MIAC year to date through March had brokered at least five agency MSR bulk offerings valued in total at $8.8 billion, according to bid documents, including a $6.2 billion transaction in January and a $1.9 billion deal in March. MIAC has three additional agency MSR deals already on the market in April valued in total at about $6 billion.

“We’re also releasing a $1.8 billion [MSR] deal and a $3.6 billion deal,” Carnes added. “The 1.8 billion should come out later this week, and then we may push the 3.6 billion offering into next week. 

“So those are all coming to market within the next week and a half. …The volumes are just incredible.”

Carnes said the buyers in the market for these MSR packages include banks putting their deposits to work and well-capitalized nonbanks. 

Data provided by New York-based mortgage-data analytics firm Recursion, shows that year to date through the first week of April some $255 billion in agency MSRs were transferred between institutions, with nonbanks being both the leading purchasers and sellers.  
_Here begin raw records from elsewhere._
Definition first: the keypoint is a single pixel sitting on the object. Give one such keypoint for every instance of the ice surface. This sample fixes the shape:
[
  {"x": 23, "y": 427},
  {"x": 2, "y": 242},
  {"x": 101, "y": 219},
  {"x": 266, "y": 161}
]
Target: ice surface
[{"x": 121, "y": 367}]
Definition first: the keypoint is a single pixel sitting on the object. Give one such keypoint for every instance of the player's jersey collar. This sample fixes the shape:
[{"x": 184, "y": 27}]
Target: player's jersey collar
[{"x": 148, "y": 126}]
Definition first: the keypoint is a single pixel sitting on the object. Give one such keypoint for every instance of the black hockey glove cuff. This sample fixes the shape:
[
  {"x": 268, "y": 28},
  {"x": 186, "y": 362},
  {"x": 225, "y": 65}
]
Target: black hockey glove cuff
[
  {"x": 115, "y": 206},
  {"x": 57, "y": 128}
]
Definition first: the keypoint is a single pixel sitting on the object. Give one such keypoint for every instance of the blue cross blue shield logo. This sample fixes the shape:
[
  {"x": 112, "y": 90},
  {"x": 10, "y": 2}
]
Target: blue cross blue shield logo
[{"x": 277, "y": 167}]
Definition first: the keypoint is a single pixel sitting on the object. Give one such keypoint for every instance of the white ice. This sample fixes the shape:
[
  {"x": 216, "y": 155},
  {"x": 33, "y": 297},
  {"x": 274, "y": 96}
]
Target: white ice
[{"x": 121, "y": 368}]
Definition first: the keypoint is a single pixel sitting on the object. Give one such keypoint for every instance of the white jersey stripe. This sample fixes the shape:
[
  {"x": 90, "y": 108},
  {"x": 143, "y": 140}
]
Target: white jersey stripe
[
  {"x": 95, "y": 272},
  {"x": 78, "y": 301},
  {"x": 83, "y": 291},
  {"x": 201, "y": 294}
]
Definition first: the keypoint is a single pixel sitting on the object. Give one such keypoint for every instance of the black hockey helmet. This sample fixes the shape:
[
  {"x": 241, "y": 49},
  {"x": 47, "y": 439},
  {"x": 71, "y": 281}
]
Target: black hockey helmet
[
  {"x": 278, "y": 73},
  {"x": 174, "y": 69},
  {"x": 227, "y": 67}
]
Banks acquired about $66 billion in agency MSRs sold by nonbanks ($54.1 billion) and other banks ($11.9 billion), Recursion’s data shows. Nonbanks acquired $188.6 billion in agency MSRs sold by other nonbanks ($179.1 billion) and banks ($9.5 billion).

The top MSR buyers over the period, according to Recursion’s data, were J.P. Morgan Chase, $39.7 billion; Lakeview Loan Servicing, $39.4 billion; Mr. Cooper, $30.6 billion and Carrington Mortgage Services, $24.5 billion. 

The leading MSR sellers over the first three months of 2022 included United Wholesale Mortgage, $25.9 billion to J.P. Morgan and $16.5 billion to Matrix Financial Services Corp.; Rocket Mortgage, $25 billion to Lakeview and $5 billion to Carrington; Freedom Mortgage, $22.2 billion in MSRs sold to three separate lenders, including $7.1 billion to Rocket; and Homepoint, $12.8 billion transferred to Freedom — which also was the leading MSR purchaser in 2021 at $143.4 billion in MSRs acquired. 

The MSR package sizes reflect the value of the underlying book of mortgages being serviced, not the actual sales price. In addition, the Recursion servicing-rights data reflect the agency-recorded transfer period and balance, not necessarily publicly announced sales volumes and dates.

“The tide is turning because you’re looking at origination revenue declining due to higher rates and lack of inventory,” Carnes said. “But as an offset to that, you’re seeing MSR values rise, and some firms are choosing to lock in those gains, while other firms are choosing to hold onto them [the MSRs] and rely on that revenue to help keep the lights on so to speak.”

Carnes and Piercy said, however, that there is a floor for the prepayment rate on mortgages that ultimately will affect the upward momentum of MSR values. Lower-rate mortgages at 3%, they explained, are no more likely to refinance (repay) if the prevailing rate is at 4.8% versus 5.3%, for example.

“Yes, we could see pricing begin to hit its ceiling when looking at just prepayment curves,” Piercy said. “For instance, most 2020 and 2021 conventional vintage [MSR packages involving mortgages at 3% rates or lower] have seen lifetime [prepayment] speeds drop to as low as 6% or 7% and more typically 8%. 

“The standard life of a mortgage asset without [rate-driven] refinance pressure is typically 8% over the history of data, simply due to relocation, divorce, death, etc.” 

That doesn’t’ mean MSR values are declining for those MSR offerings involving legacy loans, it just means “the rate of value-add starts to level off after a period of time, after interest rates [on older mortgages] are so far below prevailing market rates,” Carnes added.

“You hit a floor on what people will assume for their prepays because you’re going to what’s called normal turnover,” he said. “That said, I believe the next couple of quarters will be very strong for transactions.”